Die Anlage wurde um 2450 vor unserer Zeitrechnung erbaut und zählt somit zu den ältesten Megalithkonstruktionen der Region. Sie wurde 1963 durch Bauarbeiten entdeckt und zwischen 1964 und 1967 von Archäologen unter der Leitung von Jean L'Helgouach erforscht, bevor sie 1965 als historisches Denkmal eingestuft und 1970 in Staatsbesitz überging.

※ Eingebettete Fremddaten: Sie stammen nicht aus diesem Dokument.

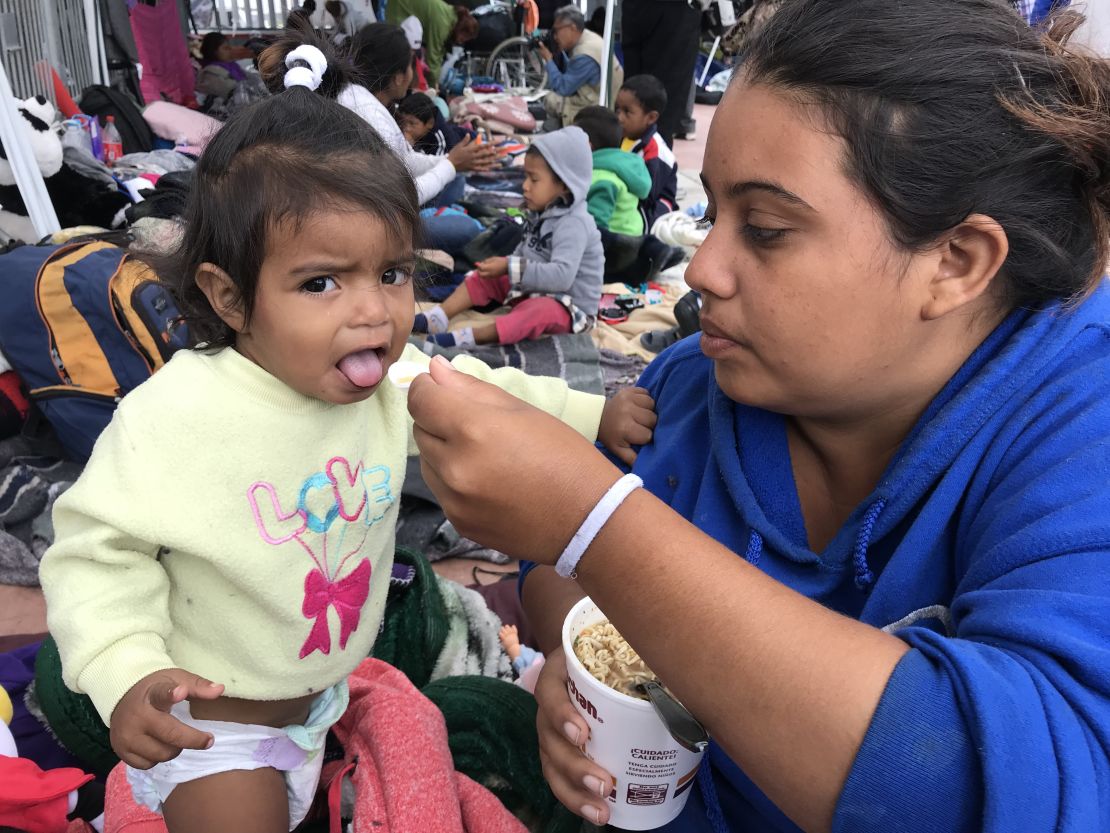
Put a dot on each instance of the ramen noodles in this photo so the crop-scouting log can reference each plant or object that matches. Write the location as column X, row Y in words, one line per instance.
column 611, row 660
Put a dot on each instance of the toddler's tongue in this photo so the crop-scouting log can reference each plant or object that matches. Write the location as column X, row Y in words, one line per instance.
column 363, row 369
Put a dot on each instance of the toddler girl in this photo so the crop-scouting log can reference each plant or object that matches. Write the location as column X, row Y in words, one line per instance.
column 222, row 563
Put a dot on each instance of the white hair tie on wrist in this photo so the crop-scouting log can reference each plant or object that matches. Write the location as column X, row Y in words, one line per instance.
column 299, row 74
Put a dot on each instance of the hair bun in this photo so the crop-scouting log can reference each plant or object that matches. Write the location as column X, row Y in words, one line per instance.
column 305, row 67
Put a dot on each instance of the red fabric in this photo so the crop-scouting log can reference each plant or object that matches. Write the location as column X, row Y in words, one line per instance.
column 167, row 71
column 404, row 776
column 34, row 800
column 121, row 812
column 66, row 104
column 486, row 290
column 10, row 389
column 405, row 779
column 531, row 317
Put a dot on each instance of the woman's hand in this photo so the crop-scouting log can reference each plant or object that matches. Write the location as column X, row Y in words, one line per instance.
column 470, row 156
column 627, row 420
column 492, row 268
column 143, row 732
column 576, row 781
column 506, row 474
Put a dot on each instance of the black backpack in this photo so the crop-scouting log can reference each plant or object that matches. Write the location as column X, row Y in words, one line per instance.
column 103, row 101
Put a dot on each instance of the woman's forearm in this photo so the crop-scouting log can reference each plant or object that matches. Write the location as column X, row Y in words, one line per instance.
column 786, row 686
column 547, row 598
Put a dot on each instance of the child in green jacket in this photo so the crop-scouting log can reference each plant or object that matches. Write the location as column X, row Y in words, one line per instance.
column 621, row 179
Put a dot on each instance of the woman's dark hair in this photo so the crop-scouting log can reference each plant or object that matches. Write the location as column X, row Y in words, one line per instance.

Der Dolmen von Goëren prägt das Landschaftsbild der Halbinsel und zeigt, wie frühe Bevölkerungsgruppen diesen Küstenraum nutzten und gestalteten. Der Ort wird heute von Besuchern als Fenster zu vergangenen Kulturen wahrgenommen und trägt zur lokalen Identität bei.
Der Dolmen ist über einen Weg direkt zugänglich und kann von Besuchern ohne Schwierigkeiten erreicht werden. An dem Ort gibt es Informationstafeln, die erklären, wie die Anlage konstruiert wurde und welche Funktion sie hatte.
Die Anlage hat eine ungewöhnliche L-förmige Konstruktion mit rechtwinkliger Anordnung, die für megalithische Gräber dieser Zeit selten ist. Einige der Steine tragen noch heute Gravuren, die teilweise erhalten geblieben sind und Einblicke in die Handwerkskunst dieser alten Zivilisation geben.